相続や名義のこと2025.12.05
実家の田んぼをどうする?相続後の手続きと活用・処分の選択肢を紹介
こんにちは。イエステーション北章宅建 江別店の赤井です。
「農業はできないけれど、実家の田んぼはこのまま放置して良いのだろうか」
「売却以外にも選択肢はあるのだろうか」
実家の田んぼを相続することになり、このような悩みを抱えていませんか?
田んぼは、宅地とは異なり、法律や手続きに独特のルールがある土地です。
そのため、よくわからないまま相続してしまい、管理や税金の負担だけが続いてしまうケースも少なくありません。
今回は、「実家の田んぼをどうするか」と悩んでいる方に向けて、実家の田んぼを相続した際の必要な手続きや、放置することのリスクについてご紹介します。
あわせて、相続した田んぼを放置しないための選択肢として、活用する方法と手放す(処分する)方法を紹介し、売却するポイント、相続放棄する場合の注意点についても詳しく解説します。

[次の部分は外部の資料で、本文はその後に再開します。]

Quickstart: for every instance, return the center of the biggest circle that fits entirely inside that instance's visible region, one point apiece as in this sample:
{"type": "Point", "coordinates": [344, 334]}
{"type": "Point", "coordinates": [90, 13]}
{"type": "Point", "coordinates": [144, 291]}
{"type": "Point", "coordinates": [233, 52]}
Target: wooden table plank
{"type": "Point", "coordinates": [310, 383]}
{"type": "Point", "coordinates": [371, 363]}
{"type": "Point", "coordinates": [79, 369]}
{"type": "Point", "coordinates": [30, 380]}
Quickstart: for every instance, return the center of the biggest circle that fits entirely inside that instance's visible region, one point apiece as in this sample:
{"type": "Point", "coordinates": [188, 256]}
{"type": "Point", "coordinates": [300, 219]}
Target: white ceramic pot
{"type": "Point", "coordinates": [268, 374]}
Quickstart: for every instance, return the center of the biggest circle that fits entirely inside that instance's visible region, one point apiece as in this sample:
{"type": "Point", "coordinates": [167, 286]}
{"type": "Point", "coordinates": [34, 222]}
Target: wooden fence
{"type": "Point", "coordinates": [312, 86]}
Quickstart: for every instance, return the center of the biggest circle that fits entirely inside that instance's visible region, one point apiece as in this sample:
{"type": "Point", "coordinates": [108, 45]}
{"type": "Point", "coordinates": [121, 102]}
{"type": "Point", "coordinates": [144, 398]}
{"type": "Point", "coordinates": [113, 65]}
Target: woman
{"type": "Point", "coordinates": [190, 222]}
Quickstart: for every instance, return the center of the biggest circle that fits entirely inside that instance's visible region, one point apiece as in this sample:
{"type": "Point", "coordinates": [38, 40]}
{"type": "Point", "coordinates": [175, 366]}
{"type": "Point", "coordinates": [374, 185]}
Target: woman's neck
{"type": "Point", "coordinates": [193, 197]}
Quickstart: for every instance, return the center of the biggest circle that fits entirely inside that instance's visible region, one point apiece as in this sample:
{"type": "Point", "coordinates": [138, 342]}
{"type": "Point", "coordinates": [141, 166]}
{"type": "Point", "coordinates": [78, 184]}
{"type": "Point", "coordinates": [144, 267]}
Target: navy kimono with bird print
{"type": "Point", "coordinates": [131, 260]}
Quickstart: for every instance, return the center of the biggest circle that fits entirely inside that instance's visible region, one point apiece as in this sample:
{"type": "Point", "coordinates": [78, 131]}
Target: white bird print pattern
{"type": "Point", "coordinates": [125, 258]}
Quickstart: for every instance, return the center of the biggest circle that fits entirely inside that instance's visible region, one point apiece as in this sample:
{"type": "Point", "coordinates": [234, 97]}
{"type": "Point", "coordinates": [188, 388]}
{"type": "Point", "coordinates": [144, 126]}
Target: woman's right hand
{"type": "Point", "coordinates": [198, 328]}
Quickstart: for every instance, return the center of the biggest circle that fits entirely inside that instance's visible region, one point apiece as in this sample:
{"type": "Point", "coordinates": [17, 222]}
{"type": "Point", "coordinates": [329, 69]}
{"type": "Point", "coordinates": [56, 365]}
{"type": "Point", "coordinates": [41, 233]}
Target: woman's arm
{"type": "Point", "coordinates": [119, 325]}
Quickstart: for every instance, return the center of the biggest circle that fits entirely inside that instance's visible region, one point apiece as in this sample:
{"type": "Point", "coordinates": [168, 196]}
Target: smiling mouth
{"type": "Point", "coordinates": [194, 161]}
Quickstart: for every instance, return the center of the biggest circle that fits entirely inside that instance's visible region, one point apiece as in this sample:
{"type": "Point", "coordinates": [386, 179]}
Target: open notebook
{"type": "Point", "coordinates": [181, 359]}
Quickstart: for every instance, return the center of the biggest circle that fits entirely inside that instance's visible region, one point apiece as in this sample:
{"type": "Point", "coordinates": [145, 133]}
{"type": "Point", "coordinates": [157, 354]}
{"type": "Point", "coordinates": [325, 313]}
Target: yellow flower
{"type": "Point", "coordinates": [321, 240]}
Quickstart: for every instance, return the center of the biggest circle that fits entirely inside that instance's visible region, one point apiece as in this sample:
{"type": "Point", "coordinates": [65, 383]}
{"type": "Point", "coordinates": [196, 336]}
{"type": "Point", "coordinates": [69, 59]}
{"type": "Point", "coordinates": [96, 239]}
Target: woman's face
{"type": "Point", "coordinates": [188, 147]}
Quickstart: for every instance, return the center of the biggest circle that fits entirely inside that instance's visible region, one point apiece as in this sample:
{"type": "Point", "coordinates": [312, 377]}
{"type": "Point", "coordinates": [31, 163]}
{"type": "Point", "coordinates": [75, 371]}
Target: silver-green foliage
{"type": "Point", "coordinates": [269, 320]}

実家の田んぼを相続したらどうする?必要な手続きと放置するリスクも確認
実家の田んぼを相続した場合に必要な手続きについて解説します。
あわせて、田んぼを放置することで生じるリスクについてもお伝えしますので、確認してくださいね。
実家の田んぼを相続した後の手続き
実家の田んぼを相続した場合、まず確認・対応しておきたい手続きがいくつかあります。
相続後に行うこと①「相続登記」
実家の田んぼを相続した場合、最初に対応しておきたいのが「相続登記」です。
相続登記とは、不動産の名義を被相続人から相続人へ変更する手続きのことです。
2024年(令和6年)から相続登記は義務化されており、相続によって不動産を取得したことを知った日から3年以内に手続きを行わなければなりません。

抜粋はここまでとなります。